Class DataPipeline<T>

Namespace: AiDotNet.Data.Pipeline

Assembly: AiDotNet.dll

Provides TensorFlow-style data pipeline operations for transforming and processing data.

public class DataPipeline<T> : IEnumerable<T>, IEnumerable

Type Parameters

T: The type of data in the pipeline.

Inheritance: object

DataPipeline<T>

Implements: IEnumerable<T>

IEnumerable

Inherited Members: object.Equals(object)

object.Equals(object, object)

object.GetHashCode()

object.GetType()

object.MemberwiseClone()

object.ReferenceEquals(object, object)

object.ToString()

Extension Methods: DataPipelineExtensions.PaddedBatch<T>(DataPipeline<T>, int, T)

DataPipelineExtensions.Sample<T>(DataPipeline<T>, IReadOnlyList<double>, int, int?)

DataPipelineExtensions.Window<T>(DataPipeline<T>, int, int?)

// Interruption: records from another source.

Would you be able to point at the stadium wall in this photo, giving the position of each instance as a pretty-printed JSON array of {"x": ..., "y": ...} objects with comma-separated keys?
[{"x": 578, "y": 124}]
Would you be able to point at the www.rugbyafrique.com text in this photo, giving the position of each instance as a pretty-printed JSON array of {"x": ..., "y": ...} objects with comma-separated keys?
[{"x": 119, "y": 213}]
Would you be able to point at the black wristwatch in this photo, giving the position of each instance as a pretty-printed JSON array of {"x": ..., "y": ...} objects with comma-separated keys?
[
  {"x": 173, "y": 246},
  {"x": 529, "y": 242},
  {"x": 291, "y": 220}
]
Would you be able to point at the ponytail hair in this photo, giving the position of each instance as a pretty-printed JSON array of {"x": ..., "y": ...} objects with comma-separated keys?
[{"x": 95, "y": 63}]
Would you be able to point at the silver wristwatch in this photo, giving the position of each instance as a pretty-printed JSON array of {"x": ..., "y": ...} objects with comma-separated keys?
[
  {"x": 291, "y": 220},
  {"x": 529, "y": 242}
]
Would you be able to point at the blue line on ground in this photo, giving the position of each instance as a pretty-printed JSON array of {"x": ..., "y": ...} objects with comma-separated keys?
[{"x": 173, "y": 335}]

DataPipelineExtensions.ToPipeline<T>(IEnumerable<T>)

EnumerableExtensions.RandomElement<T>(IEnumerable<T>)

Remarks

DataPipeline provides a fluent API for building data processing pipelines similar to TensorFlow's tf.data API. Operations are lazily evaluated and can be chained together.

For Beginners: Data pipelines let you build complex data processing workflows step by step. Each operation transforms the data in some way:

var pipeline = DataPipeline.From(dataLoader)
    .Map(x => Normalize(x))           // Transform each sample
    .Filter(x => IsValid(x))           // Keep only valid samples
    .Cache()                           // Cache in memory
    .Shuffle(1000)                     // Shuffle with buffer
    .Batch(32)                         // Create batches
    .Prefetch(2);                      // Prefetch batches

foreach (var batch in pipeline)
{
    model.Train(batch);
}

Constructors

DataPipeline(Func<IEnumerable<T>>)

Initializes a new instance of the DataPipeline class.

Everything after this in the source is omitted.